AI for Safety
The term ‘Artificial Intelligence (AI) ’ is used to refer to the capability of a machine to exhibit human-like behavior for a defined task. The advances in AI have been driven by machine learning, which enables a computer system to make decisions and predict outcomes. The development of ‘deep neural networks’ which enable ‘deep learning’ enables systems to recognize complex data inputs such as human speech, images, and text. These systems can then deliver specific tasks for which they have been trained.
Online content may appear in numerous different formats which are more difficult to analyze and moderate; such as video content (which requires image analysis over multiple frames combined with audio analysis) and memes (which require a combination of text and image analysis and contextual, cultural understanding). Content can also be posted as a live video stream or live text chat that needs real-time analysis. AI-based content moderation systems can reduce the need for human moderation and reduce the impact of viewing harmful content. Harmful content is generated by only a small category of users and hence AI techniques can be used to identify malicious users and prioritize their content for review. ‘Metadata’ can encode some context relevant to decision making like user’s history, the number of followers they have, and information about the user’s real identity, such as age or location. The metadata available varies based on platforms and the format of content posted and hence it is difficult to have platform-agnostic moderation tools to make moderation decisions.
PART 1: HOW IS IMAGE CONTENT MODERATED?
Image moderation will cover identifying risks associated with a Video/Image that is uploaded by a community user on a public platform.

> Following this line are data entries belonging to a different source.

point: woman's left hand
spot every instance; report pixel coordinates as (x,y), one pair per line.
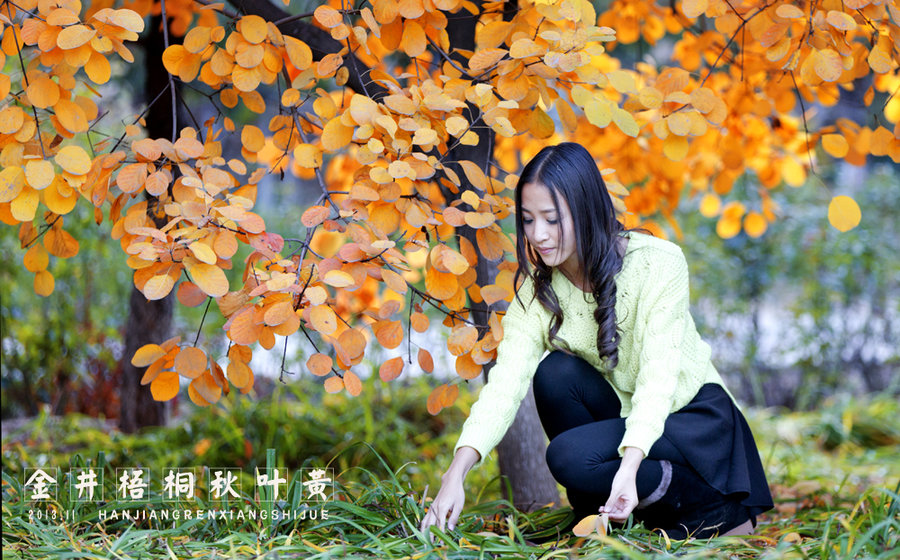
(623,494)
(622,497)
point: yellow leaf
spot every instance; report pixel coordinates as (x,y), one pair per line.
(485,58)
(475,175)
(328,16)
(844,213)
(829,65)
(147,354)
(253,28)
(42,92)
(323,319)
(39,173)
(334,384)
(710,205)
(789,11)
(209,278)
(74,160)
(298,52)
(12,181)
(693,8)
(44,283)
(190,362)
(97,68)
(158,287)
(525,47)
(74,36)
(336,135)
(836,145)
(165,386)
(625,121)
(755,224)
(598,112)
(675,147)
(36,258)
(622,81)
(252,138)
(203,252)
(413,41)
(338,279)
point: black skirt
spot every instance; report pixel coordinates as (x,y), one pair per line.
(716,441)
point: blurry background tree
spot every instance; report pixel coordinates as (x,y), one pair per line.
(404,124)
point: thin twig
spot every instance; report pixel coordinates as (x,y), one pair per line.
(171,82)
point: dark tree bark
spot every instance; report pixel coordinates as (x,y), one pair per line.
(148,321)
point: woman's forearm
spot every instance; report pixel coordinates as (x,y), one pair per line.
(463,461)
(631,460)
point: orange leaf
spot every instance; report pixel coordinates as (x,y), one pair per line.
(74,160)
(315,215)
(44,283)
(323,319)
(449,396)
(426,362)
(391,369)
(298,52)
(485,58)
(338,279)
(252,138)
(74,36)
(334,384)
(36,259)
(466,367)
(352,383)
(244,329)
(319,364)
(836,145)
(462,339)
(442,285)
(209,278)
(253,28)
(147,354)
(419,322)
(207,387)
(165,386)
(844,213)
(190,362)
(189,294)
(336,135)
(352,343)
(389,333)
(279,313)
(434,404)
(475,175)
(413,42)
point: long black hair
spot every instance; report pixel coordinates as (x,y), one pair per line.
(568,170)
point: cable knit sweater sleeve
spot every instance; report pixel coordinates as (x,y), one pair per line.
(517,357)
(663,315)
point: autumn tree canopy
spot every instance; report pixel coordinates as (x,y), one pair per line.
(376,101)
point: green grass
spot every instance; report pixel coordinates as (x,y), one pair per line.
(833,472)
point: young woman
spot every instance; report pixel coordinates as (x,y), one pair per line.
(637,416)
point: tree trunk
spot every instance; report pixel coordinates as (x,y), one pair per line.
(148,321)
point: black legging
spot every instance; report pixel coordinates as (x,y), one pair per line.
(580,414)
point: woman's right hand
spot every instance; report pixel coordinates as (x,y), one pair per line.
(447,505)
(448,502)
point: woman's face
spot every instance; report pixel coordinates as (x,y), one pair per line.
(550,230)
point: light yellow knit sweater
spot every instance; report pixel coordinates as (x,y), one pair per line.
(662,360)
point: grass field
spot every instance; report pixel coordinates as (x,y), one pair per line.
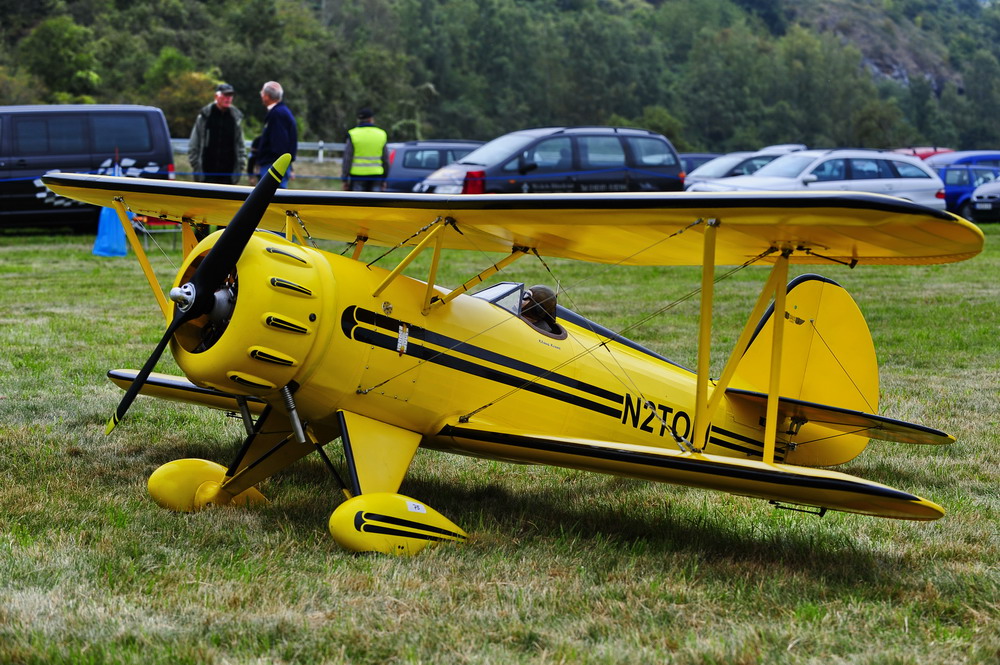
(562,566)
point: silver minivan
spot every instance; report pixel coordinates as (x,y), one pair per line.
(74,138)
(871,171)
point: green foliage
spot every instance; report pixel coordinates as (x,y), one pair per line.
(182,98)
(60,53)
(727,74)
(17,87)
(167,67)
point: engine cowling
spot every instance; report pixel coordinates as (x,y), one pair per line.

HASH MATCHING: This is a relatively less complex solution to detect and remove harmful content. Hash Matching works by assigning a unique digital “fingerprint” to previously detected harmful images/videos. A newly uploaded content’s risk can be detected and removed from the platform during pre-moderation if the computed hash is equal to or greater than a hash stored in a database of known harmful contents. The GIFT(Global Internet Forum to Counter Terrorism) was founded by Facebook, Microsoft, Twitter, and Youtube to collectively reduce and eliminate violent and extremist content from our platforms.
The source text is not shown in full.